Sunday, April 20, 2014

Hadoop Distributions? Which version? Hype wheel Spins again!

It looks like the major Hadoop vendors are battling it out for mind share in the Big Data community.

The major announcement from Hortonworks for their next round of funding.

Followed by the major announcement that Intel was dropping their distro and backing Cloudera with $740M for an 18% stake.

The only player not jumping into the media blitz is MapR.

This latest round of buffoonery is driving a lot back and forth marketing stuff as the market consolidates and each tries to assert their value and differentiation.  This is driving some misleading press releases from both Cloudera and Hortonworks.  Hortonworks is fighting for its life and honesty I have no idea how they plan to stay relevant.

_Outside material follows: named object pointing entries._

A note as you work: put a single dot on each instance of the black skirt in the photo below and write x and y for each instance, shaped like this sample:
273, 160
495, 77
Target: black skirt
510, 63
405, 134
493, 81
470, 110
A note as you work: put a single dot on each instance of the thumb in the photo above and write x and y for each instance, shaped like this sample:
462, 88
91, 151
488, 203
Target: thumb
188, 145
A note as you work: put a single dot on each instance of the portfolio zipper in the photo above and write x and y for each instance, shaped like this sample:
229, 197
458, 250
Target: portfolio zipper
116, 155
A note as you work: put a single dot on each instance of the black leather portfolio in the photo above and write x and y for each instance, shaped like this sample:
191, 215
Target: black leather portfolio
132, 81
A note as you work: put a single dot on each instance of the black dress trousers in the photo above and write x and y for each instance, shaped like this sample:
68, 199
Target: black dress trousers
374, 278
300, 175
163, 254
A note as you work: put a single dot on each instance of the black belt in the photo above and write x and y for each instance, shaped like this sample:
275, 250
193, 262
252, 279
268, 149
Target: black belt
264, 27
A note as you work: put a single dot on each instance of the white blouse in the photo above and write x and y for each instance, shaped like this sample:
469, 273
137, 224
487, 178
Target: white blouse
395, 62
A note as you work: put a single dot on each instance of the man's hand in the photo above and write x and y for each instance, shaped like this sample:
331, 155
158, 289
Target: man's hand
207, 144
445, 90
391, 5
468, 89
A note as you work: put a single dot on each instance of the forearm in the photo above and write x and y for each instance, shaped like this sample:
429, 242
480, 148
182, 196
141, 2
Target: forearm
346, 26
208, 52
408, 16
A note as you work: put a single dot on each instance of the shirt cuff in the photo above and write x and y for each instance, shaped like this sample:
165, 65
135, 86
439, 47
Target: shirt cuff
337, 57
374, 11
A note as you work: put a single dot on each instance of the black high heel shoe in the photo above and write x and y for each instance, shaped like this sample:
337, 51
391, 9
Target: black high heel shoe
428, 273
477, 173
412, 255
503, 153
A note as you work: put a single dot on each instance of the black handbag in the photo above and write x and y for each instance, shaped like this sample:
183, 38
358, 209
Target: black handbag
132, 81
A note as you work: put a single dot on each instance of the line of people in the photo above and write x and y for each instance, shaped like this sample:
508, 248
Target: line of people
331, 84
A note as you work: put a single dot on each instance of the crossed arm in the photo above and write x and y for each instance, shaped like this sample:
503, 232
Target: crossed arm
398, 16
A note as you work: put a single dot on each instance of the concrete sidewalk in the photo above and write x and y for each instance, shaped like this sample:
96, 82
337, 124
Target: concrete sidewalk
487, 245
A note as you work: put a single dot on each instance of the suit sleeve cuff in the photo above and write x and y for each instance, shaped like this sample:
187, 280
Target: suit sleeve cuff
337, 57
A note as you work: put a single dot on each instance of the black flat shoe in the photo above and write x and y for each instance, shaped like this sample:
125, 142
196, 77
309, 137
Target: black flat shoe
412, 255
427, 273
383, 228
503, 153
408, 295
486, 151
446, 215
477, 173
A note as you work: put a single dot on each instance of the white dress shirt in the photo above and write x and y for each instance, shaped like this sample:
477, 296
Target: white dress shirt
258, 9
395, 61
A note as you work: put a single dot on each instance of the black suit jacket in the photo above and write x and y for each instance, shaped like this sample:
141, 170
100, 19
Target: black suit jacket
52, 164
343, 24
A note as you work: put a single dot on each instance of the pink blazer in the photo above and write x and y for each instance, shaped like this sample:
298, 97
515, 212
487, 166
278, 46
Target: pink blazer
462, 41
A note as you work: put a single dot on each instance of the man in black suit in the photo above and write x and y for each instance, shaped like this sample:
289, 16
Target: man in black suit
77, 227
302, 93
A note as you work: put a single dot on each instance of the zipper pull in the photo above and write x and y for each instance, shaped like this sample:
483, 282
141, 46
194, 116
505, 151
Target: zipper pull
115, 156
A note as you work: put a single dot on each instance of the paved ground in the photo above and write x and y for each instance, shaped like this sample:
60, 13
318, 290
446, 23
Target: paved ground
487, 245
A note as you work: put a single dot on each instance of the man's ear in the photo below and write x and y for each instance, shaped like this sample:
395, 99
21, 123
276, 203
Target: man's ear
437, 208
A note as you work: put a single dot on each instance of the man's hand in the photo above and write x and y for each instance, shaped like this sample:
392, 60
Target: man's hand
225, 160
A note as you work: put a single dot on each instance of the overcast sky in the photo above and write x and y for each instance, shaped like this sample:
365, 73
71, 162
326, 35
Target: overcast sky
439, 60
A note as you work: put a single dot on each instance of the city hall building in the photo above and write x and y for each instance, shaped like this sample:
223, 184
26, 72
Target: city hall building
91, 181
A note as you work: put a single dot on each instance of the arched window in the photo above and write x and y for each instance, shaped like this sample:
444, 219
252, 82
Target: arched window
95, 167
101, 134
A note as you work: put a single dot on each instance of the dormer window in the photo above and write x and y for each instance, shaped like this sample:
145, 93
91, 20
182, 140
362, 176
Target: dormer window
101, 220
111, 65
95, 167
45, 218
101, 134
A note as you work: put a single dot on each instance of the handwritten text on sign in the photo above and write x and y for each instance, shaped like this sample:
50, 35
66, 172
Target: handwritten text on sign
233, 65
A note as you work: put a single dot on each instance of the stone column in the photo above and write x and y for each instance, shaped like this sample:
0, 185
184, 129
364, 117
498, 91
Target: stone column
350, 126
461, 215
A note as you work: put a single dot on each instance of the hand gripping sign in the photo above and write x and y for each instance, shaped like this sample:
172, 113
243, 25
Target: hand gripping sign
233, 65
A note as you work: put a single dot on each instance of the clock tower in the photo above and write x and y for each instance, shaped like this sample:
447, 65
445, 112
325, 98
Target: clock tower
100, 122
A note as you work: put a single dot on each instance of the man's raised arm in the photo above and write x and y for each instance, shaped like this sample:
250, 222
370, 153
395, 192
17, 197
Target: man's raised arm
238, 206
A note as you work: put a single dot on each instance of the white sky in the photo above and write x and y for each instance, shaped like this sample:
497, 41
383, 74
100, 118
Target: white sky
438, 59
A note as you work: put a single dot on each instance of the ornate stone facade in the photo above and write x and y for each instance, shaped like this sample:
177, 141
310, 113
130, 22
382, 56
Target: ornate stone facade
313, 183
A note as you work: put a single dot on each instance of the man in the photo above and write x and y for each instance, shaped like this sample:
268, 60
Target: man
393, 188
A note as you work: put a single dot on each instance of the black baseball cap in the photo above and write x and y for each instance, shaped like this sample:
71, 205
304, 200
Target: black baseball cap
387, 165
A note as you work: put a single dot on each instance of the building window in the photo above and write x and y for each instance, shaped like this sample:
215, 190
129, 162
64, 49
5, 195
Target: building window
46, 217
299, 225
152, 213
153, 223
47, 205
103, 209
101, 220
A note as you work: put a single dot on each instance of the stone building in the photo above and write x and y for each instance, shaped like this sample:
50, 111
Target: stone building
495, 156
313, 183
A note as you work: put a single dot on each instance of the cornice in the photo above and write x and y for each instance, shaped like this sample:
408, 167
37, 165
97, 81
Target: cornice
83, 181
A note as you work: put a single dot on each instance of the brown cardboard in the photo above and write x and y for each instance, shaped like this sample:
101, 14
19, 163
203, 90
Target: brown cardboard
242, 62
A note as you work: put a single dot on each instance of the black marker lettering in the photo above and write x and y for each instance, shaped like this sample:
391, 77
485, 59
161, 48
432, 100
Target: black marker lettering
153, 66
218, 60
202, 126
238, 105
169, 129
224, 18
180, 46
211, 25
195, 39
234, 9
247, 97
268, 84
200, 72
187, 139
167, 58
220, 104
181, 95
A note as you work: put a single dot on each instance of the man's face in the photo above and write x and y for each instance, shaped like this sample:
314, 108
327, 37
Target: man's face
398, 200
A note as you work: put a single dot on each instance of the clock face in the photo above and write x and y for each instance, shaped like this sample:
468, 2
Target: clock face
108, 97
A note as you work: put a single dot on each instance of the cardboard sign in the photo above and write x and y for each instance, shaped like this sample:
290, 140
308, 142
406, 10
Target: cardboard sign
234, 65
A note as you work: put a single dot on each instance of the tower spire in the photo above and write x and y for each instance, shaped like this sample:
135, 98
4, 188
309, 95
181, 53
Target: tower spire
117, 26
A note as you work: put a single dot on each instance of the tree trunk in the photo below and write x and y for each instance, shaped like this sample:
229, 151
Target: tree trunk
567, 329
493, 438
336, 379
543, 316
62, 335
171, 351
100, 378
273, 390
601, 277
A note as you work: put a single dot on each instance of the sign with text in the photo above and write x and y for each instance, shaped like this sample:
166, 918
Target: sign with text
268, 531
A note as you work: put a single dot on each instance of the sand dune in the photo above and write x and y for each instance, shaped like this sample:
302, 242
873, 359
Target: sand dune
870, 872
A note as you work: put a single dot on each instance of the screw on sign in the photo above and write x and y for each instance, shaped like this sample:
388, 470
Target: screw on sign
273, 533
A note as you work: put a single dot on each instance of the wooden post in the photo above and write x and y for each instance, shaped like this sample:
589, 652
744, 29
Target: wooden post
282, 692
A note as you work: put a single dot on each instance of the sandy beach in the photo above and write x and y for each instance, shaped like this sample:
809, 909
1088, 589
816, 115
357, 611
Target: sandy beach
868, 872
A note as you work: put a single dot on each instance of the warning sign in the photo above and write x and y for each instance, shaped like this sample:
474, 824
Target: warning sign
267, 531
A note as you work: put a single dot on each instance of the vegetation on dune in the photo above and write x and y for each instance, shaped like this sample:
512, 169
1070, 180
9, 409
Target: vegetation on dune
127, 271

The tired go-to-market position of, "We've got the most Hadoop committers and ours is 100% Open Source" is wearing thin.

This latest announcement from Arun Murthy's of Hadoop 2.4 is a thinly veiled Hortonworks Product Announcement that in many ways violates the spirit of the Apache Software Foundations recommendations on what constitutes Hadoop and procedures for press announcements. I guess they are getting ready for Hadoop Summit in June and want to steal the spotlight for a moment.

And for the educated reader (someone that takes the time to decode this mess) the last Hadoop Release labeled "GA" is 2.2 and not 2.4

Furthermore - I leave it to the reader to attempt to build and verify Hadoop 2.4 so that it will build and run like the derivative 2.4 from Hortonworks.  I think this will be an enlightening exercise.
To Horton's credit they are still (as of 4/20/2014) listing 2.1  as their current version. Which in someways is confusing even more than just sticking with the 2.2 Apache GA version.  The announcement of Query Grid by Hortonworks+Teradata is nothing more than a continued refinement of Teradata's UDA strategy. Eventually Teradata is going to wake up and realize that Hortonworks is a dead-end and is only riding their coat-tails into major accounts. Bolting SQL-H onto Stinger only makes the stack more prone to failure.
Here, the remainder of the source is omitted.